Authorities say the conversation was about the fatal stabbing of a rival mobster during a beef outside a bar in Queens in 1977—one of five murders prosecutors will try to pin on Carneglia at a trial set to open Thursday in federal court in Brooklyn.

It's a case rife with gory details of Carneglia's alleged exploits, including claims the body of one victim of his hit team—a neighbor who accidentally ran over John Gotti's 12-year-old son—was dissolved in a vat of acid. The defendant wasn't charged in the neighbor's murder, though a judge has ruled that prosecutors can still tell jurors about the death—without mentioning the acid. There was no immediate response to a message seeking comment from Carneglia's attorney.

Carneglia was one of 62 people arrested last year in what authorities described as one of the largest roundups ever of suspected members and associates of a New York crime family. Since then 60 have pleaded guilty to lesser charges, and one case was dropped.

The jury will hear testimony from several mob turncoats who recently agreed to help investigators tackle unsolved slayings, some decades old.

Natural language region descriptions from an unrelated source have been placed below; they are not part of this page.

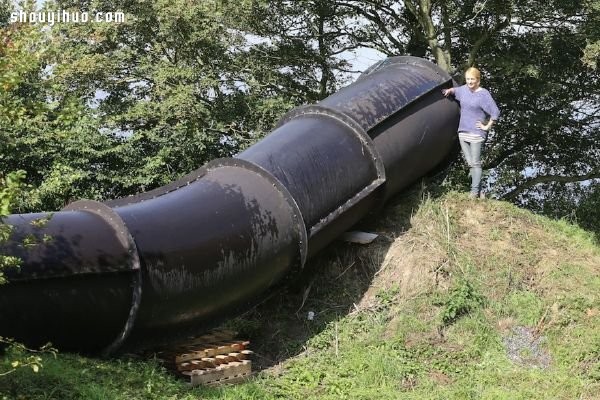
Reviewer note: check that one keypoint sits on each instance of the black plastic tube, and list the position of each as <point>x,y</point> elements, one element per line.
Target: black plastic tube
<point>101,275</point>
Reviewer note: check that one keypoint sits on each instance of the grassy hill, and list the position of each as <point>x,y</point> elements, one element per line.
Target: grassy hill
<point>456,299</point>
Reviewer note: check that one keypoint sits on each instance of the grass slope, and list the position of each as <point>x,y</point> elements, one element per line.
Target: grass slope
<point>457,299</point>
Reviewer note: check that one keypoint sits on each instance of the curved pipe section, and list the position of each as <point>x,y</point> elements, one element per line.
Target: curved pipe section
<point>100,275</point>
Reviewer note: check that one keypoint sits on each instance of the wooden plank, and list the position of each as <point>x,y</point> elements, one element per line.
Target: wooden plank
<point>221,373</point>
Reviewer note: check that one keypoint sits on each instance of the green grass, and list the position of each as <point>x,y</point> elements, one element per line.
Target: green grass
<point>489,270</point>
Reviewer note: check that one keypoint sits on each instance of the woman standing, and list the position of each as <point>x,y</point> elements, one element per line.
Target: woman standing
<point>478,112</point>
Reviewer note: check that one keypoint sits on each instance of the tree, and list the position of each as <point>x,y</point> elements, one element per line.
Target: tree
<point>529,53</point>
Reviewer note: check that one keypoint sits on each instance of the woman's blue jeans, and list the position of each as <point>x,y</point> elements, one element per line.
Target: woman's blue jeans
<point>472,154</point>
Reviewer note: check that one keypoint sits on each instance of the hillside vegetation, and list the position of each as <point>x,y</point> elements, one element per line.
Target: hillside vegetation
<point>456,299</point>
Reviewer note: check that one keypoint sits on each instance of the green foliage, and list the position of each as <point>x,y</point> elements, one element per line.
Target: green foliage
<point>10,188</point>
<point>461,300</point>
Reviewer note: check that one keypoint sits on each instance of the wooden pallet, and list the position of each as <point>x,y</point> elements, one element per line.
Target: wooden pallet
<point>210,359</point>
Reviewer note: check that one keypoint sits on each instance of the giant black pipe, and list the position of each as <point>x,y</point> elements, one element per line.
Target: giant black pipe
<point>208,245</point>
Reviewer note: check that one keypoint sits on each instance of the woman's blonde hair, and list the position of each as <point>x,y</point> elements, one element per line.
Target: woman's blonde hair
<point>473,72</point>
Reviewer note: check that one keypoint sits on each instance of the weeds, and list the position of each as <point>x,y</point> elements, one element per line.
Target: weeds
<point>386,328</point>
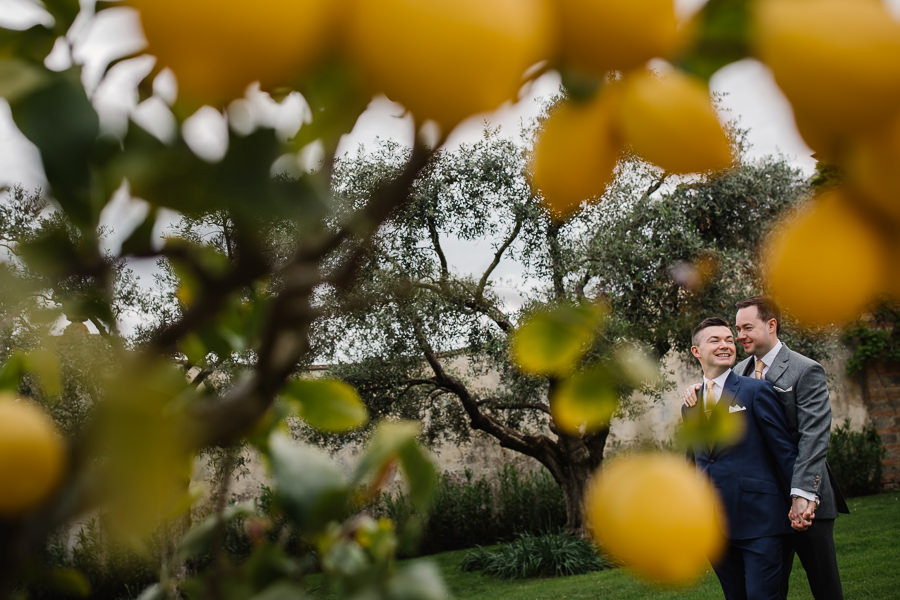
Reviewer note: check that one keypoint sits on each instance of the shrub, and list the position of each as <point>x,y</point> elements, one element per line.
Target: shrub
<point>855,459</point>
<point>548,555</point>
<point>472,512</point>
<point>111,571</point>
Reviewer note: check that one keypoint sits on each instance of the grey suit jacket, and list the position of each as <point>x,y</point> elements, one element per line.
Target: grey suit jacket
<point>803,393</point>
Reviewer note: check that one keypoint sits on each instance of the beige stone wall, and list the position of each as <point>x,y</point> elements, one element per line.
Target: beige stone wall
<point>659,421</point>
<point>483,455</point>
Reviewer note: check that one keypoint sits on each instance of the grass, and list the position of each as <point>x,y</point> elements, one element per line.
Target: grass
<point>867,540</point>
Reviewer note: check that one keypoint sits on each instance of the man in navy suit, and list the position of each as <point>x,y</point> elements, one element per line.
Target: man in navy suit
<point>752,474</point>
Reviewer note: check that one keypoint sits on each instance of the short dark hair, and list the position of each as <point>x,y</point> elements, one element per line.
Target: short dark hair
<point>708,322</point>
<point>766,308</point>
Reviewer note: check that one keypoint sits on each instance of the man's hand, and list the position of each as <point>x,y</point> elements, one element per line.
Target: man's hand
<point>690,394</point>
<point>802,513</point>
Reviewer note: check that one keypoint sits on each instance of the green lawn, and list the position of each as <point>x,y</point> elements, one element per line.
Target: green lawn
<point>868,546</point>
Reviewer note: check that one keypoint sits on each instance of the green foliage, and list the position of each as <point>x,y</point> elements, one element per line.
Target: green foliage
<point>875,338</point>
<point>107,570</point>
<point>547,555</point>
<point>855,459</point>
<point>863,540</point>
<point>474,512</point>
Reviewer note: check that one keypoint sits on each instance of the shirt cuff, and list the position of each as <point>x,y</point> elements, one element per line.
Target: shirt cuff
<point>804,494</point>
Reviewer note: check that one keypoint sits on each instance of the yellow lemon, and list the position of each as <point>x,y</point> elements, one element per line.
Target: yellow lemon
<point>448,59</point>
<point>872,164</point>
<point>827,263</point>
<point>217,49</point>
<point>669,542</point>
<point>670,120</point>
<point>599,35</point>
<point>838,63</point>
<point>32,455</point>
<point>575,154</point>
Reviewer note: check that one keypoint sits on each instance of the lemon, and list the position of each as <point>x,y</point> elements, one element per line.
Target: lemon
<point>669,119</point>
<point>827,263</point>
<point>32,455</point>
<point>599,35</point>
<point>217,49</point>
<point>669,541</point>
<point>837,62</point>
<point>575,154</point>
<point>872,164</point>
<point>448,59</point>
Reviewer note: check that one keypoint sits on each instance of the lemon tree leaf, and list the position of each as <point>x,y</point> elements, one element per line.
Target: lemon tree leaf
<point>327,404</point>
<point>552,342</point>
<point>45,365</point>
<point>395,442</point>
<point>311,487</point>
<point>585,401</point>
<point>722,33</point>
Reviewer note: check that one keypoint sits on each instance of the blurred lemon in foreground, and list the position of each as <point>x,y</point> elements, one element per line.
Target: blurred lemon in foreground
<point>32,455</point>
<point>873,165</point>
<point>575,154</point>
<point>827,263</point>
<point>217,49</point>
<point>838,63</point>
<point>606,34</point>
<point>669,542</point>
<point>669,120</point>
<point>448,59</point>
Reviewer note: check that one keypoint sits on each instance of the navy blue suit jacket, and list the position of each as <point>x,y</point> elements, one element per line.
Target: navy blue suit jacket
<point>753,475</point>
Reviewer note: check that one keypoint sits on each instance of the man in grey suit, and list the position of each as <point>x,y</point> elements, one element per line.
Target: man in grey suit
<point>802,391</point>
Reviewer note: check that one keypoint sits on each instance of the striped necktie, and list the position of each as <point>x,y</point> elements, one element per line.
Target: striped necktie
<point>757,372</point>
<point>709,396</point>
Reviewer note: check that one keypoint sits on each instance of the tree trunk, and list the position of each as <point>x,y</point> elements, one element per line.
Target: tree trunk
<point>573,488</point>
<point>575,461</point>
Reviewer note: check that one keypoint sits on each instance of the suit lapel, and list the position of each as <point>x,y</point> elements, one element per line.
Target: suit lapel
<point>777,369</point>
<point>729,395</point>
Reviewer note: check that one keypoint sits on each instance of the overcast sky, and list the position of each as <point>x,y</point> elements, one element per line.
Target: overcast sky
<point>750,96</point>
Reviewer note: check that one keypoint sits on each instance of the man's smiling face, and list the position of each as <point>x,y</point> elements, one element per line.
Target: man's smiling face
<point>755,335</point>
<point>714,348</point>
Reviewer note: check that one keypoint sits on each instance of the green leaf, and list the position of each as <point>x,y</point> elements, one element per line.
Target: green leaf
<point>311,487</point>
<point>387,440</point>
<point>45,365</point>
<point>722,36</point>
<point>140,241</point>
<point>396,442</point>
<point>69,583</point>
<point>552,342</point>
<point>421,475</point>
<point>12,372</point>
<point>19,79</point>
<point>585,401</point>
<point>419,581</point>
<point>61,121</point>
<point>327,404</point>
<point>200,539</point>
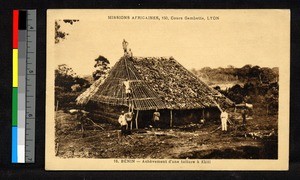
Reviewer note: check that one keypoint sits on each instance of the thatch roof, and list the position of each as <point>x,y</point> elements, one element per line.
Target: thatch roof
<point>160,83</point>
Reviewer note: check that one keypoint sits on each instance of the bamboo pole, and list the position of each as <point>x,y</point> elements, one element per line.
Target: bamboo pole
<point>136,119</point>
<point>171,118</point>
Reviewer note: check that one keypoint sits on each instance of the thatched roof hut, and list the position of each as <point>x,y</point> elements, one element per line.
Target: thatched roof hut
<point>160,83</point>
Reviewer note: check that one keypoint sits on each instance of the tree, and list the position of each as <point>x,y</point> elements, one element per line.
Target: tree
<point>101,66</point>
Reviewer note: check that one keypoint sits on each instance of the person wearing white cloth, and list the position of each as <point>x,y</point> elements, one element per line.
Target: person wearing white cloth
<point>224,118</point>
<point>123,123</point>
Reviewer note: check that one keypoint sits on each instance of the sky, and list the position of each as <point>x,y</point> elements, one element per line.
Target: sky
<point>237,38</point>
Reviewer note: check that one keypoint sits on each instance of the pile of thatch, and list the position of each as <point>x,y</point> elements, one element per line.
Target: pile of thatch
<point>156,83</point>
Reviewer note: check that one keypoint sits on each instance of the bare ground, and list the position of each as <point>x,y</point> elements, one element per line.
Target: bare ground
<point>257,141</point>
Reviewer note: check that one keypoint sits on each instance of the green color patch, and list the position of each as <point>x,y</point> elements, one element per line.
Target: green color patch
<point>15,107</point>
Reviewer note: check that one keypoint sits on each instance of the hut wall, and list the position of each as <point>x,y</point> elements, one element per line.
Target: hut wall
<point>109,114</point>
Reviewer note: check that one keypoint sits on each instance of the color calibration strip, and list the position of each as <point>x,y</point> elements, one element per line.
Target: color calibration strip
<point>24,92</point>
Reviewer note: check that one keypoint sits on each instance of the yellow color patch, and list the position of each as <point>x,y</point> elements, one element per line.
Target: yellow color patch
<point>15,67</point>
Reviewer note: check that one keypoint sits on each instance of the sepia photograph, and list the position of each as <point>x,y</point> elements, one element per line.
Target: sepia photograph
<point>167,89</point>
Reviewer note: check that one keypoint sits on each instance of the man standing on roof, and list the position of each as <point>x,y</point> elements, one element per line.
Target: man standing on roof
<point>130,53</point>
<point>126,83</point>
<point>244,113</point>
<point>224,118</point>
<point>156,116</point>
<point>123,123</point>
<point>128,117</point>
<point>125,44</point>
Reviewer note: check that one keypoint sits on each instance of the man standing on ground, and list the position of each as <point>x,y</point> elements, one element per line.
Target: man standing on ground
<point>224,118</point>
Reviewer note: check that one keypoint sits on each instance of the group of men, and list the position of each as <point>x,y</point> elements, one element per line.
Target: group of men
<point>125,120</point>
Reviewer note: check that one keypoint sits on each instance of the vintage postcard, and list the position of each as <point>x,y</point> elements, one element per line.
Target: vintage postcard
<point>167,89</point>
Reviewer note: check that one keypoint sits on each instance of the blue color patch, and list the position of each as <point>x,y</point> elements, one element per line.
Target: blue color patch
<point>14,145</point>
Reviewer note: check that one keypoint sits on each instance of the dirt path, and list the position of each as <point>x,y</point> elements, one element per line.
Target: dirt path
<point>199,142</point>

Prosecutors allege the trail of bodies left behind by Carneglia includes those of a court officer gunned down in 1976 before he was to testify against Carneglia in a gun possession case; a Gambino associate stabbed to death in 1983 during an argument with Carneglia over money; a Gambino soldier killed on orders by John Gotti in 1990 in the parking lot of the World Trade Center; and an armored car security guard shot in the back during a heist in 1990.

Since his arrest, Carneglia has displayed a defiant streak: Prosecutors say when told he was facing charges under RICO—the Racketeer Influenced and Corrupt Organizations Act—he quipped, "Who's RICO, Edward G. Robinson?" And the Daily News reported that at one court hearing he stared down the daughter of one of the victims, telling her, "Wrong guy."

The 62-year-old defendant once sported a long gray beard and pony tail—a look one prospective juror told the judge made him appear "a bit on the shady side." He since has shaved off the beard and gotten a hair cut.

If convicted, Carneglia faces a possible life prison term.